A total of 3516 patients (mean age 64 9 years) underwent either lobectomy (n = 2949) or pneumonectomy (n = 567). Thirty-day mortality was 4.0% for lobectomy (119/2949) and 11.5% for pneumonectomy (65/567). The preoperative predictors of 30-day mortality were albumin, do not resuscitate status, transfusion of more than 4 units, age, disseminated cancer, impaired sensorium, prothrombin time more than 12 seconds, type of operation, and dyspnea. When the intraoperative variables were considered, intraoperative blood loss was added to the preoperative model. In the presence of these intraoperative variables in the model, do not resuscitate status and prothrombin time more than 12 seconds were only marginally significant. Thirty-day morbidity, defined as the presence of 1 or more of the 21 predefined complications, was 23.8% for lobectomy (703/2949) and 25.7% for pneumonectomy (146/567). In multivariable models, independent preoperative predictors (P <.05) of 30-day morbidity were age, weight loss greater than 10% in the 6 months before surgery, history of chronic obstructive pulmonary disease, transfusion of more than 4 units, albumin, hemiplegia, smoking, and dyspnea. When intraoperative variables were added to the preoperative model, the duration of operation time and intraoperative transfusions were included in the model and albumin became marginally significant.

CONCLUSIONS

This analysis identifies independent patient risk factors that are associated with 30-day mortality and morbidity for patients undergoing a major pulmonary resection. This series provides an initial risk-adjustment model for major pulmonary resections. Future refinements will allow comparative assessment of surgical outcomes and quality of care at many institutions.

摘要

背景

前瞻性、多机构的美国退伍军人事务部外科质量改进计划的一部分旨在预测接受大型肺切除术患者的30天死亡率和发病率。

方法

收集了1991年10月1日至1995年8月31日期间123家退伍军人事务医疗中心194319例非心脏外科手术的围手术期数据。对大型肺切除术(肺叶切除术和全肺切除术)进行基于当前手术操作术语编码的分析。收集术前、术中和结果变量。通过多变量逐步逻辑回归建立30天死亡率和发病率模型,将术前和术中变量用作结果的独立预测因素。

结果

共有3516例患者(平均年龄64.9岁)接受了肺叶切除术(n = 2949)或全肺切除术(n = 567)。肺叶切除术的30天死亡率为4.0%(119/2949),全肺切除术为11.5%(65/567)。30天死亡率的术前预测因素包括白蛋白、不进行心肺复苏状态、输血超过4单位、年龄、播散性癌症、意识障碍、凝血酶原时间超过12秒、手术类型和呼吸困难。
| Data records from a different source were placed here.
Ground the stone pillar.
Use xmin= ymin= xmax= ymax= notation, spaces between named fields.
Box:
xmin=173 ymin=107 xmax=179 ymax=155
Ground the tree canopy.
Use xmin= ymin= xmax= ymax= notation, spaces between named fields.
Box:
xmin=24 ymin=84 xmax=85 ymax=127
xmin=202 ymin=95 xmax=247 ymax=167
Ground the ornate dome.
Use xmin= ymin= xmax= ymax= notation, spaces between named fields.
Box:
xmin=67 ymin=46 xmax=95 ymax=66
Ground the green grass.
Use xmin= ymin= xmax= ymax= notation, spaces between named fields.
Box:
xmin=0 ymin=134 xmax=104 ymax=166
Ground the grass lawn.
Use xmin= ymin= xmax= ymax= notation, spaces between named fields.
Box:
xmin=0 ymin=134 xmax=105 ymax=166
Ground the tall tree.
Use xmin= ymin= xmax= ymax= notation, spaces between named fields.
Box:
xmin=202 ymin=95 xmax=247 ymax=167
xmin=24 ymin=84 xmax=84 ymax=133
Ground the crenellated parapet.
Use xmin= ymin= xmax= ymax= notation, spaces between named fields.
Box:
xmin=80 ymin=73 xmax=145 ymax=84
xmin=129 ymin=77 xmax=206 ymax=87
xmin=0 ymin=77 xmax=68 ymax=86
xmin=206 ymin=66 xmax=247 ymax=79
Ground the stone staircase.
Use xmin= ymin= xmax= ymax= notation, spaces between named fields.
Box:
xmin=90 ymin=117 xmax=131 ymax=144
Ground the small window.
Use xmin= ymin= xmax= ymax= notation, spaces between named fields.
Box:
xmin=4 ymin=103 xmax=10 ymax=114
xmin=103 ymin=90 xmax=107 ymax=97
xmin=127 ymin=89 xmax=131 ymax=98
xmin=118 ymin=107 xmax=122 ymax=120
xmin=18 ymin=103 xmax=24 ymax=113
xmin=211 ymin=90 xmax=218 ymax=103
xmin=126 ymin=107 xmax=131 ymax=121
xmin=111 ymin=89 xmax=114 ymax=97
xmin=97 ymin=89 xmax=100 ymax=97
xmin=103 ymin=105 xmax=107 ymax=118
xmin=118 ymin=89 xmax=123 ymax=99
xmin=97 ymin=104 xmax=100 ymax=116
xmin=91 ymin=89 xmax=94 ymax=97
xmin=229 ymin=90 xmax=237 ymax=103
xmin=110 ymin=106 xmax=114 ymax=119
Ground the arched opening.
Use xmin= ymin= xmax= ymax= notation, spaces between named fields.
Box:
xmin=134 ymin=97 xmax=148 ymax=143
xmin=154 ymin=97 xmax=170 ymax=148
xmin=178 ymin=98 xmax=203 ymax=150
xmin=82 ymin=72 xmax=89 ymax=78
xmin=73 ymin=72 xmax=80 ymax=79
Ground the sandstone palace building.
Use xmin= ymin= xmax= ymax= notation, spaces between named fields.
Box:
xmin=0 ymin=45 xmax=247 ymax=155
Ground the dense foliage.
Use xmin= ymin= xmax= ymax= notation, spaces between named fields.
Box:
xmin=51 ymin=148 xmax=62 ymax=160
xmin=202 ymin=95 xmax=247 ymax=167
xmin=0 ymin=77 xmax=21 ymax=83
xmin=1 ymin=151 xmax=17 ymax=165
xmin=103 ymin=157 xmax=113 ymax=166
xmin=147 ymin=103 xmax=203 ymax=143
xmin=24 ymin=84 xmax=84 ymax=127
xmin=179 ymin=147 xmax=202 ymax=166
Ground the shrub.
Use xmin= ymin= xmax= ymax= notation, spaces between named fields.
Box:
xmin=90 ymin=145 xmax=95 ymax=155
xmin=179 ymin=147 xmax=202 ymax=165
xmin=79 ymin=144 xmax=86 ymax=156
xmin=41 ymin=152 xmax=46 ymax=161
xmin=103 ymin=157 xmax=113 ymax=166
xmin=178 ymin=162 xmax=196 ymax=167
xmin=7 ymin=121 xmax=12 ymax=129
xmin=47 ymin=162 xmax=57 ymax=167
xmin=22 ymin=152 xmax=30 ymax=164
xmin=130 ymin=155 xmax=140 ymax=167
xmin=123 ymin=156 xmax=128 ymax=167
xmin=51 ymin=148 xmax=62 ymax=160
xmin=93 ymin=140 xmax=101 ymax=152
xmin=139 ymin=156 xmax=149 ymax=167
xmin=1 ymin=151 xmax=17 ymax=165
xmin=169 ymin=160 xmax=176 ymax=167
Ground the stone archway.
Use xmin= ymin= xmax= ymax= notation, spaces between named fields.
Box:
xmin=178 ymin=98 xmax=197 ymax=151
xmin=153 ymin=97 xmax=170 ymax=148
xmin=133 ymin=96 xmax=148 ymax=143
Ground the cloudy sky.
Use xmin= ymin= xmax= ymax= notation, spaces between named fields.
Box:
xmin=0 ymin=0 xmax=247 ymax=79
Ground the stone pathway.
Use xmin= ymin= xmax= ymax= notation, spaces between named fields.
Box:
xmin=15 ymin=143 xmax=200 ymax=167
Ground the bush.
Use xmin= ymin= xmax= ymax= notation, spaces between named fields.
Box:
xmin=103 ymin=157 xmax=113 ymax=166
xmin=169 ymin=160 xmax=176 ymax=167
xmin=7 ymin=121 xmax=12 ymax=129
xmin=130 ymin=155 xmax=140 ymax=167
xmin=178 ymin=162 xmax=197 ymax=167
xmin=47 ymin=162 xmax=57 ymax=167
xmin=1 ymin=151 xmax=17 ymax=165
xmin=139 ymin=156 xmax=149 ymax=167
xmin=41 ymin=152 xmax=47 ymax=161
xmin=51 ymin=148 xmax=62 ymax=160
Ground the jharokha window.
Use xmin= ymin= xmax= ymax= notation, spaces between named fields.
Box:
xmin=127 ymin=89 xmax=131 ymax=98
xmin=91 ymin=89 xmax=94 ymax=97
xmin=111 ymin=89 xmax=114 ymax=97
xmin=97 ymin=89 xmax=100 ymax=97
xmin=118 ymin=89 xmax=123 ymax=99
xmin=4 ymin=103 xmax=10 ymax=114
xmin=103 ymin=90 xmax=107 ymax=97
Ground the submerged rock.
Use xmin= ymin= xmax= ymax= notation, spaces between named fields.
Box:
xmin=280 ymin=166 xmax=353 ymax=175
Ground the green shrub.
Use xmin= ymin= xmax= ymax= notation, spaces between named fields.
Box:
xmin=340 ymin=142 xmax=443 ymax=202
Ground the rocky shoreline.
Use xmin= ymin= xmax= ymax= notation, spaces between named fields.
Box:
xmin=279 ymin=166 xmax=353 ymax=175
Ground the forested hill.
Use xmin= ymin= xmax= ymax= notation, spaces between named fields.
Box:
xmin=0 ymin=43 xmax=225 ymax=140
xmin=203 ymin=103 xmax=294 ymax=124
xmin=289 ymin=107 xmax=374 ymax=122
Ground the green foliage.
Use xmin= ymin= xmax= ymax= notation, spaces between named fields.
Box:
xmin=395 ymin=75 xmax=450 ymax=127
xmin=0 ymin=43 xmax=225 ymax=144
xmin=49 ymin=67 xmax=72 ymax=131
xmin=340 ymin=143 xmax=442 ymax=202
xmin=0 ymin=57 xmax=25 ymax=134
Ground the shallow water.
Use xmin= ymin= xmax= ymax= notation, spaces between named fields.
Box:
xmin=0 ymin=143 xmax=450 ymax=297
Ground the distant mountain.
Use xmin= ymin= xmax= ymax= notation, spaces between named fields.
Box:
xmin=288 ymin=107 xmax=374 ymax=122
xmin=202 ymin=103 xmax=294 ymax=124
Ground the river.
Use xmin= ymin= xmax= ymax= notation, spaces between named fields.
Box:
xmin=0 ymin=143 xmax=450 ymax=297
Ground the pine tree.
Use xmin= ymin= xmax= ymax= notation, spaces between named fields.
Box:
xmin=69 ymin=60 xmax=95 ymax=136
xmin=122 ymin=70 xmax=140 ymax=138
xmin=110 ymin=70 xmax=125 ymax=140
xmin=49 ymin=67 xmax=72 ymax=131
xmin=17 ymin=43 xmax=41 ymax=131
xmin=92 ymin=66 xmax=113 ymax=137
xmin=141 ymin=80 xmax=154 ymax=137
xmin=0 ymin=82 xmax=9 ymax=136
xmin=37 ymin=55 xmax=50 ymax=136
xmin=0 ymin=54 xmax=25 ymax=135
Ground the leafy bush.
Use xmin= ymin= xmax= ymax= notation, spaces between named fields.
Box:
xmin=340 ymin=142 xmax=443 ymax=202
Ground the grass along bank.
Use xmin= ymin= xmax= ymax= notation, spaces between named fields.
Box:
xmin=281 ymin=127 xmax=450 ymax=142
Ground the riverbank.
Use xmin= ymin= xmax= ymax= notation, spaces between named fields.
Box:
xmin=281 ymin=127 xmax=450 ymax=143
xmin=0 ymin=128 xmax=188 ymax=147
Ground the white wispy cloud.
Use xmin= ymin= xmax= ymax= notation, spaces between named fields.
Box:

当考虑术中变量时,术中失血被纳入术前模型。在模型中存在这些术中变量的情况下,不进行心肺复苏状态和凝血酶原时间超过12秒仅具有边缘显著性。30天发病率定义为存在21种预定义并发症中的1种或更多种,肺叶切除术的发病率为23.8%(703/2949),全肺切除术为25.7%(146/567)。在多变量模型中,30天发病率的独立术前预测因素(P <.05)包括年龄、术前6个月体重减轻超过10%、慢性阻塞性肺疾病史、输血超过4单位、白蛋白、偏瘫、吸烟和呼吸困难。当将术中变量添加到术前模型中时,手术时间和术中输血时间被纳入模型,白蛋白变得具有边缘显著性。

结论

该分析确定了与接受大型肺切除术患者的30天死亡率和发病率相关的独立患者风险因素。本系列研究为大型肺切除术提供了一个初始风险调整模型。未来的改进将允许对许多机构的手术结果和护理质量进行比较评估。